The book Tangled Up in Blue by Rowenna Davis explores the extent of Blue Labour's influence within the Labour Party and how Glasman's ideas influenced the leadership campaigns of both Ed Miliband and his brother David Miliband. It talks of how Glasman was initially working for David Miliband's campaign and put forward ideas on much more community devolution and the Movement for Change. It alleges that the living wage campaign masterminded by Ed Miliband's supporters was as a result of Glasman's involvement in Ed Miliband's leadership campaign at the same time.
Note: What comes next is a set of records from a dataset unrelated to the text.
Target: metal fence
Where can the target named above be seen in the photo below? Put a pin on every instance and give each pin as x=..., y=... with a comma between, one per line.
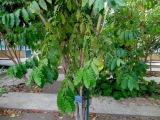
x=21, y=48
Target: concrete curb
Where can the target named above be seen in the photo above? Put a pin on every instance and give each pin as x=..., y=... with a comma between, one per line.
x=106, y=105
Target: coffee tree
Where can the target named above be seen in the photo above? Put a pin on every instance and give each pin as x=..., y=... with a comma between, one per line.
x=82, y=37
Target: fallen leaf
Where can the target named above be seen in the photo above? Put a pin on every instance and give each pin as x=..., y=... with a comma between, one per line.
x=12, y=115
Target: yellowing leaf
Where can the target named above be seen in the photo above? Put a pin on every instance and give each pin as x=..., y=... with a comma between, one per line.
x=43, y=4
x=84, y=2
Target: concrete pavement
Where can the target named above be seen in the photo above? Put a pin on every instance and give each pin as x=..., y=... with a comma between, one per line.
x=107, y=105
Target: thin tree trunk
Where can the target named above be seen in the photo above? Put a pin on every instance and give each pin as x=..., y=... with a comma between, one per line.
x=150, y=65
It also suggests Glasman used ties with Stewart Wood and Patrick Diamond to put forward Blue Labour ideas in Labour's 2010 manifesto such as community land trusts and a living wage as well as writing Gordon Brown's speech. The book further reveals alleged links between Glasman and Phillip Blond and similarities between their politics as well as how Glasman and Blond were co-operating together to promote their "radical conservatism" with both Labour and Conservative parties.

Blue Labour: Forging a New Politics, edited by Ian Greary and Adrian Pabst, was published in 2015. The book is another collection of essays on topics ranging from political philosophy to an analysis of European models of capitalism and to immigration in Britain from a theoretical position that is for the most part indebted to Catholic social teaching. Contributors include David Lammy, John Milbank and David Goodhart.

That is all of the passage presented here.